Über den ATBCC

Der ATBCC (Austrian-Turkish Business Cooperation Council) wurde im Juli 1997 auf Grundlage einer gemeinsamen Initiative der österreichischen Wirtschaftskammer und der Vereinigung der Handelskammern und Warenbörsen der Türkei gegründet.

Seit Beginn seiner Tätigkeiten agiert der ATBCC im Interesse und zum Nutzen der österreichisch-türkischen Geschäftsgemeinschaften. Der Verein sieht seinen Zweck darin, die wirtschaftliche Zusammenarbeit zwischen österreichischen und türkischen Unternehmern nach Kräften zu unterstützen und auszubauen. Der ATBCC, dessen Tätigkeit nicht auf Gewinn gerichtet ist, soll dazu beitragen, die bilateralen Wirtschaftsbeziehungen zwischen der Türkei und Österreich – in beide Richtungen – zu fördern.

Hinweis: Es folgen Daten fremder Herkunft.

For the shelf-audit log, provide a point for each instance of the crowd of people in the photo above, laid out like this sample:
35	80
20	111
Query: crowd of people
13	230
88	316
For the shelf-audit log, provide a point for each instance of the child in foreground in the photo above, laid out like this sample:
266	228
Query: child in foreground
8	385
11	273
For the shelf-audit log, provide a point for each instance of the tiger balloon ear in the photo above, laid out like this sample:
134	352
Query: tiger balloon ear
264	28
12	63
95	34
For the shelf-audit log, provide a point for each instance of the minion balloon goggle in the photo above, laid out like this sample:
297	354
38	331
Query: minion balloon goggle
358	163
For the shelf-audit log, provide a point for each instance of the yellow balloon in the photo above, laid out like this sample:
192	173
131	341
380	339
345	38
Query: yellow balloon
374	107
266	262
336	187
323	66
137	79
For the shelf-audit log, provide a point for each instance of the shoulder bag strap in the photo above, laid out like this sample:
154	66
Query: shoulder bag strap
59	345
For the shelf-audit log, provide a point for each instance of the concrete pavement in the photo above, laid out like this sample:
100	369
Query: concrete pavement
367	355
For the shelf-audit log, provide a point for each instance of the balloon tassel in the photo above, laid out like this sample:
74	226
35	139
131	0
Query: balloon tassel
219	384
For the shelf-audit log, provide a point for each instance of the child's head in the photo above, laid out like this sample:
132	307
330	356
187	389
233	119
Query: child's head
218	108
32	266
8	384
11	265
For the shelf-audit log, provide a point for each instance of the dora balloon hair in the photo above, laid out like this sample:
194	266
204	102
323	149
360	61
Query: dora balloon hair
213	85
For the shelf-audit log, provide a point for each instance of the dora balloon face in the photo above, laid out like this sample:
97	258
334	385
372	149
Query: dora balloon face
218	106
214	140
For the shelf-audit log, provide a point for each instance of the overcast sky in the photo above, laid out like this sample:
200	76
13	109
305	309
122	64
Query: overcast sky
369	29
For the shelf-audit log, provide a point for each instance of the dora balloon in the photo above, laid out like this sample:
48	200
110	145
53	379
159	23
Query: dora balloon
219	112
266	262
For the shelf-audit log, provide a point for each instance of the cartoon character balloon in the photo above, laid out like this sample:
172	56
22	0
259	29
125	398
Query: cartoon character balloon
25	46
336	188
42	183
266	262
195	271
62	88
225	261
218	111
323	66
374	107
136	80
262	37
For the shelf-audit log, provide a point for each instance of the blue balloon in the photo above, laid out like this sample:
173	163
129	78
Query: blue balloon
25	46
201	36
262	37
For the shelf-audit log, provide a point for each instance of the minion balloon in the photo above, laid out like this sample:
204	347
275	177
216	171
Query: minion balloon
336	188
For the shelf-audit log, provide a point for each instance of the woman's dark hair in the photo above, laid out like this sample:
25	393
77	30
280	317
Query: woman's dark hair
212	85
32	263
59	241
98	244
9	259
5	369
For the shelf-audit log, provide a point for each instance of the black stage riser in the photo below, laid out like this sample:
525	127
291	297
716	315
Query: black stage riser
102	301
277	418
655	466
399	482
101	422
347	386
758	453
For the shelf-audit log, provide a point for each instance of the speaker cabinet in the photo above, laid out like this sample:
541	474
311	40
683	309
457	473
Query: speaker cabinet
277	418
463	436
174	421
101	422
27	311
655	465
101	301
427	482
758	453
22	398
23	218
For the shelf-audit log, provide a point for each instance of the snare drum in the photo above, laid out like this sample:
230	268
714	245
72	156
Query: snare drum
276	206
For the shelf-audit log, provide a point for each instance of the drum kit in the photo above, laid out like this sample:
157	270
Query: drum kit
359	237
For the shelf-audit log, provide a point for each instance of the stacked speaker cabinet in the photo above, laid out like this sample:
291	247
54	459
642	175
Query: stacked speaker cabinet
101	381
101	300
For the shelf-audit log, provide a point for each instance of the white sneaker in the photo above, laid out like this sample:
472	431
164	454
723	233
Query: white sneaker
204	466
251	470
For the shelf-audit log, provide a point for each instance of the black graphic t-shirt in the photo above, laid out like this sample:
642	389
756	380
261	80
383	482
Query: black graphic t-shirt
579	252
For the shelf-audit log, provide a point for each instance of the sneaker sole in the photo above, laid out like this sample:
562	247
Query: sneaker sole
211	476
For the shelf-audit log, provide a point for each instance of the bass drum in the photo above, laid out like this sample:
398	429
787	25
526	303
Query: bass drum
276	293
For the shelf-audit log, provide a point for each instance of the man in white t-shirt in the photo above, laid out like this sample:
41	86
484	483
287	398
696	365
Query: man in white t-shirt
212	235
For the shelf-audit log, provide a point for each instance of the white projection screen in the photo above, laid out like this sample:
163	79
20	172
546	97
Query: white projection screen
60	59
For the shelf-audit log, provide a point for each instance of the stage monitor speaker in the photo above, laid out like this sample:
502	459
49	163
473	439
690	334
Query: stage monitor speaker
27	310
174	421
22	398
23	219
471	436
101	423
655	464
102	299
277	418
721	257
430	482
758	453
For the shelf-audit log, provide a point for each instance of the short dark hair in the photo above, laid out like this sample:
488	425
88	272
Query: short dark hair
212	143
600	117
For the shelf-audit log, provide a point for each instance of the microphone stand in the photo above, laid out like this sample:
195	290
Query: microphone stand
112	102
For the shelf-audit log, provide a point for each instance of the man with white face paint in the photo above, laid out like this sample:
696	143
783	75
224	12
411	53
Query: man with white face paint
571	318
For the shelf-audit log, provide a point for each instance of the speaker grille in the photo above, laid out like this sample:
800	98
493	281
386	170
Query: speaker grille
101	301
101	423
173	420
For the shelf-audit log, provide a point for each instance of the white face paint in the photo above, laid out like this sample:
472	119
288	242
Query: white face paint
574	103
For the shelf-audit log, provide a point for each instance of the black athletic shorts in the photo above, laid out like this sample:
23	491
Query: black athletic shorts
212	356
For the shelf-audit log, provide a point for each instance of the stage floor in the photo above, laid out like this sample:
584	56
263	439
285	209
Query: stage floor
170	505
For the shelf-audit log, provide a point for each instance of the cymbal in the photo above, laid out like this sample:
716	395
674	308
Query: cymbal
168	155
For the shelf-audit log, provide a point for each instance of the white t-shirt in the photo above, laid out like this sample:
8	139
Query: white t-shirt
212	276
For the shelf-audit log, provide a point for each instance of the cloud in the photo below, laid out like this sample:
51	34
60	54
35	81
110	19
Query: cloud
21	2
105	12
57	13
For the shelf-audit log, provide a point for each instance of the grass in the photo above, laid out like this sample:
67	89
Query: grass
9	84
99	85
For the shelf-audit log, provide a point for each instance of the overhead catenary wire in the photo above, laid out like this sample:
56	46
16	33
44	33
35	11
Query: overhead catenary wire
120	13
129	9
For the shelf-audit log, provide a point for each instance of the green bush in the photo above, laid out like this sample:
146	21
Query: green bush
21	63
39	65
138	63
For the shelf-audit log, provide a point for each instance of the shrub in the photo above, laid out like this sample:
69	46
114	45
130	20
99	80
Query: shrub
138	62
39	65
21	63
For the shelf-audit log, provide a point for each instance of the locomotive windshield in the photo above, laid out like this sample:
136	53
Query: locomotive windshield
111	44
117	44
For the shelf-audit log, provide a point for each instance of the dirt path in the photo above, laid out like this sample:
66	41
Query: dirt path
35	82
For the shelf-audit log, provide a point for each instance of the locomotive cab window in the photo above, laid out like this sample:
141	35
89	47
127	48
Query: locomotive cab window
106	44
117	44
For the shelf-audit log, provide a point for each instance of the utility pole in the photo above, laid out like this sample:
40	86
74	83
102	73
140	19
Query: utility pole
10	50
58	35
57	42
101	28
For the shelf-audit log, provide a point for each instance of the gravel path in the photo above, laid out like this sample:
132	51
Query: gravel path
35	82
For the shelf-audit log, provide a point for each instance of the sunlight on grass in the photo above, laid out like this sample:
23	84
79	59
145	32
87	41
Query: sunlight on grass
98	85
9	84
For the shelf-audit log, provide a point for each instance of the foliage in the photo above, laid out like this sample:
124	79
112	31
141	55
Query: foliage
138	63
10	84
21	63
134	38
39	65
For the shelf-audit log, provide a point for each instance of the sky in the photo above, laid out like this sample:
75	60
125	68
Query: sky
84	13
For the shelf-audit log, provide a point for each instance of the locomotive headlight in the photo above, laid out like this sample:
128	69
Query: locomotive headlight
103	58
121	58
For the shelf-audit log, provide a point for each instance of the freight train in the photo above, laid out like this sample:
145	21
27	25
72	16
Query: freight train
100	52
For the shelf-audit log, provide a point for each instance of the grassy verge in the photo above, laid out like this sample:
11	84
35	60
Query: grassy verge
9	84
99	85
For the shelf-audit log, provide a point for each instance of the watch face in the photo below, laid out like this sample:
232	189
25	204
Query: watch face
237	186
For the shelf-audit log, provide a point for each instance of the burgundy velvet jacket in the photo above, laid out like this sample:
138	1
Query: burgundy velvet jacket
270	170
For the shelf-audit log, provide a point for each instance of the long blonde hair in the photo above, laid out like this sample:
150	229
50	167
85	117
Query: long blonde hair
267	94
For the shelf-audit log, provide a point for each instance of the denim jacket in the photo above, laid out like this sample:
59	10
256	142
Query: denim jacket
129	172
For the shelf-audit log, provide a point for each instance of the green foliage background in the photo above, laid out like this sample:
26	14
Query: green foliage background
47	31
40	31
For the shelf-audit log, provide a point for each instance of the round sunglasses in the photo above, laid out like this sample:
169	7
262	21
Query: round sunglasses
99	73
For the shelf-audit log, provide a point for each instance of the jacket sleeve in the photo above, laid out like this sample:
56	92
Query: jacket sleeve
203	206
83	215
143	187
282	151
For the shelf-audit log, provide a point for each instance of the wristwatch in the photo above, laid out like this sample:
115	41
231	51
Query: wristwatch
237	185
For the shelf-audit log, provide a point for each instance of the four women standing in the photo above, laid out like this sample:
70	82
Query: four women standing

Dabei sollen Unternehmen, Gesellschaften, Verbänden und anderen Organisationen Hilfestellung gegeben werden, entweder Geschäftspartner zu identifizieren oder bestehende Geschäftsbeziehungen auszubauen.

Der ATBCC versucht dabei nicht nur, die wirtschaftlichen Akteure der beiden Staaten einander näher zu bringen und den Informationsaustausch zu fördern, sondern fungiert dabei auch als offizielles Sprachrohr der Wirtschaftstreibenden.

Die Mitgliedsunternehmen des ATBCC entstammen verschiedenen Geschäftsbereichen und umfassen, unter Anderen, Anlagenbauer, Anwaltskanzleien, Banken, Baufirmen, Consulting-Firmen, Lieferanten für elektromechanische Ausrüstung für Wasserkraftwerke, Medizintechniklieferanten, Speditionen und Wasser- bzw. Abwasserfirmen. Diese breite Mitgliedschaft erlaubt es dem Verein, als repräsentative und dynamische Plattform für Informationsaustausch und Geschäftsanbahnung zu fungieren.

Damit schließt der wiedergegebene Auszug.